The problem with this exhibition is not the individual artists and their work, but the curation of their art together. Alone, some pieces in the Nostalgia Interrupted series stand as powerful critiques of the racist structures that rule Canada. For example, “Deer in Headlights” by Algonquin artist Caroline Monnet uses stacked concrete blocks to critique the political oppression of Indigenous peoples, by visually representing how late in history Indigenous peoples gained the right to vote. 

“Sebastia” by Dima Srouji uses glass-blown artifacts placed in sand-filled boxes to critique archeological practices of taking non-Western artifacts for display in the Western world. Alone, these works may be interesting, but together, they become a repetitive oversimplification of lived experiences of racialized people. Together, they leave the viewer wondering, is this all that racialized people are? Victims of circumstance?

Nostalgia Interrupted follows the practice of “trauma feeding,” which is a practice in the arts that arouses moral sympathy while institutions capitalize on the suffering of marginalized groups. By using shock value and moral panic, an artist engaging in “trauma feeding” sensationalizes the lived experiences of vulnerable groups. This empty despair and unnecessary melodrama brings more uninvited pain to racialized viewers. 

One example of this is the exhibition’s incredibly dim lightning. The effect casts a shadow on the already depressing art, and yet it does not feel moody; it instead feels like overkill. Secondly, some of the work was closer to the floor than it should have been — again, this may have been a way of forcing us to look down at the art, hunch our shoulders, and make us look as contorted as the art made me feel. Throughout the exhibition, it was clear that the curators went out of their way to exploit viewer emotions to arouse sympathy — but they elicited nothing but pity.

The problem with this exhibition was not that it pointed out the hard realities that racialized people faced, and are still facing in Canada today. Highlighting such experiences is necessary to create positive change. Other galleries in Toronto have done this successfully, such as the Dis/Mantle exhibition by Gordon Shadrach — which is currently running at the Spadina Museum. This exhibition shows the lived experiences of a Black American freed slave who came to Canada and worked as a laundress in the Spadina Mansion. Although it was realistic about the harsh reality that she faced, it also centered Black perspectives, beauty, and independence. 

Similarly to Nostalgia Interrupted, Dis/Mantle also had a focus on the experiences of racialized people in the past. Instead of framing them as victims and helpless damsels, it centered their reclamation of power. The issue with Nostalgia Interrupted is that it only focuses on hardship and completely disregards any opportunity to highlight the community and progress racialized people have made. Although each artwork had strengths, when put together, the Doris McCarthy Gallery created an ode to misery and stagnancy and invites viewers to wallow in it.

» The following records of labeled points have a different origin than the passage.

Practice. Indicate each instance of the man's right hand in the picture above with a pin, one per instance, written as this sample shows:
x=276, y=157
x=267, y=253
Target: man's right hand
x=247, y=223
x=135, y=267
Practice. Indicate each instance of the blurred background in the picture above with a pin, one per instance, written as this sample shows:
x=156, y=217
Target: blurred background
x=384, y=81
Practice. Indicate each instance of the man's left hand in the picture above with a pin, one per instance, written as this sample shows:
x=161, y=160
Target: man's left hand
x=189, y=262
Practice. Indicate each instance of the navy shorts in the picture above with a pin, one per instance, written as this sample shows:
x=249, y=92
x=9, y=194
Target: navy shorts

The entirety of this exhibition was draining and demeaning, and I left feeling sad and hopeless. There is nothing wrong with art making an audience emotional; however, when that emotionality lacks a call to action and glimmers of hope, it rings hollow. Especially in relation to art that depicts racialized people, a more holistic perspective is necessary. Without one, marginalized people become reduced to their suffering, a caricature of their whole selves. This exhibition lacked both a call to action and a glimmer of hope, and it almost seemed like it called for people of colour to collapse and die because nothing will ever change.